To create the data pipeline using Google Cloud Platform, access the data pipeline feature from its console. Then a setup page will open where you can allow listed APIs before creating data pipelines. Now you can either import a job or create a data pipeline.

Read: Principles of Web API Design

How to Build Data Pipelines on Google Cloud Platoform?

To create a data pipeline on the Google Cloud platofrm follow the following steps:

In the Google Cloud Console, go to Dataflow Pipeline and select ‘Create Data Pipeline’.
Provide a name to the data pipeline, fill in other parameters and template selections on the pipeline template.
For a batch job, you can provide a recurrence schedule for the pipeline.

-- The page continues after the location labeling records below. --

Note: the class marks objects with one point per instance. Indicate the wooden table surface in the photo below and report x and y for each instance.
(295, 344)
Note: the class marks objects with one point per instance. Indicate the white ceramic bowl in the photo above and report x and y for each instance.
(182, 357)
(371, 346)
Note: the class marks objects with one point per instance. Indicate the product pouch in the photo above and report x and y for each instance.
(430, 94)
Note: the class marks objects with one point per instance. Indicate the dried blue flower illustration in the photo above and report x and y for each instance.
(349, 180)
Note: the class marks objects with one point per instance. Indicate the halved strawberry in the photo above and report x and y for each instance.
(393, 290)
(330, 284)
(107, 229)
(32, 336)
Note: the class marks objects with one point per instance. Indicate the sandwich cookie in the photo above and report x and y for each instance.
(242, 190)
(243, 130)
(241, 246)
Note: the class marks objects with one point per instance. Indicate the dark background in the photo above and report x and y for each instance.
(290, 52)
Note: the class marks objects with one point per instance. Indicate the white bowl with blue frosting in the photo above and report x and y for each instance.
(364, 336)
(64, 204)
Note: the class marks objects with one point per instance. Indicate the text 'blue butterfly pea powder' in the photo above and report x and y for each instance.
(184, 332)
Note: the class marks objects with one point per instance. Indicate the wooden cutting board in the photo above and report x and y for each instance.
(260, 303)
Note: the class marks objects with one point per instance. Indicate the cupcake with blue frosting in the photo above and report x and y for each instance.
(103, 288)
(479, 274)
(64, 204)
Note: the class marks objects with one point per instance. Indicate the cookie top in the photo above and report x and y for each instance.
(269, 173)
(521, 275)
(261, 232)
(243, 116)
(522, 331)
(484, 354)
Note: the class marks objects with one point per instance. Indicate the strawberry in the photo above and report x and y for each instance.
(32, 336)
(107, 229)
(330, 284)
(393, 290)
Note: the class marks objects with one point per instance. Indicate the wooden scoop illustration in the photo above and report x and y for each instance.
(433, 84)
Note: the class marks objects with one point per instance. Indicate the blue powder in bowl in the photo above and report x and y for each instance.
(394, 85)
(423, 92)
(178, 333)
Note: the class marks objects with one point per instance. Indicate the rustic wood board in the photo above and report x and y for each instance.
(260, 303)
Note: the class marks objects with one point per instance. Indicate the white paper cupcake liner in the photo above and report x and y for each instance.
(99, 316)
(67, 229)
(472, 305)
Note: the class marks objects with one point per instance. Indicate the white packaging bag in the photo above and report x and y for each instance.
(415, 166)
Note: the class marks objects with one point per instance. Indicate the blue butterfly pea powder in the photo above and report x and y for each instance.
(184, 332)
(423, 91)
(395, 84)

Now to create a batch data pipeline give your project access to Cloud Storage Bucket and BigQuery dataset for storing input and output data while creating tables simultaneously.

Let’s take an example pipeline that reads CSV files from storage (source), runs a transformation, and then stores the value in the BigQuery table (destination) with three columns.

Now, create the below-mentioned files in the local drive:

A big-query-column-table.json that will contain the destination schema as

bq query –nouse_legacy_sql ”

CREATE TABLE attendence_data.current_attendence (

employee_name string,

employee_id string,

attendance_count int64

)”

A transformation.js JavaScript file to implement a simple data transformation

function transform(line) {
var values = line.split(',');
var obj = new Object();
obj.employee_name = values[0];
obj.employee_id = values[1];
obj.attendence_count = values[2];
var jsonString = JSON.stringify(obj);
return jsonString;
}

A record01.csv CSV file with records to be inserted in the BigQuery table

Kayling, 65487, 30
Scarlet, 65878, 31
Frank, 45781, 28
Tyler, 63679, 29
Elena, 54876, 25
Stefan, 54845, 30
Markus, 69324, 28
Adelyn, 54751, 31
Jonas, 54875, 27
Blaze, 48721, 31

Use gsutil and copy the JSON and JS files in Cloud Storage Bucket ID Attendance-Record of your project and CSV file to Bucket ID Inputs as

gsutil cp big-query-column-table.json gs://BUCKET_ID/attendence-record/
gsutil cp transformation.js gs://BUCKET_ID/attendence-record/

gsutil cp record01.csv gs://BUCKET_ID/inputs/

After creating a record folder in Cloud Storage, create an attendance-record pipeline by entering the pipeline name, source, and destination, selecting “Text Files on Cloud Storage to BigQuery” under process data in bulk batch, and scheduling the pipeline based on your needs.

Other than the batch data pipeline, you can also create a streaming data pipeline based on the batch pipeline instructions, but remember the differences given below:

Streaming data pipelines do not have schedules speciṣfied for the Pipeline schedule, as the Dataflow streaming begins immediately.
Go to Process Data Continuously (stream) and then Text Files on Cloud Storage to BigQuery, when using the template for Dataflow.
If you use the Worker machine type, the pipeline processes the records you upload to the inputs/ folder that match the pattern gs://BUCKET_ID/inputs/record01.csv. To avoid out-of-memory errors when CSV files exceed several GBs, select a machine type with more memory than the default n1-standard-4 machine type.

Conclusion

So that was all about the data pipeline and Google Cloud Platform. And this is how you can easily create a simple yet featured data pipeline using GCP. Remember, there is no exception handling mentioned above, so while working for an organization you would have to include it yourself.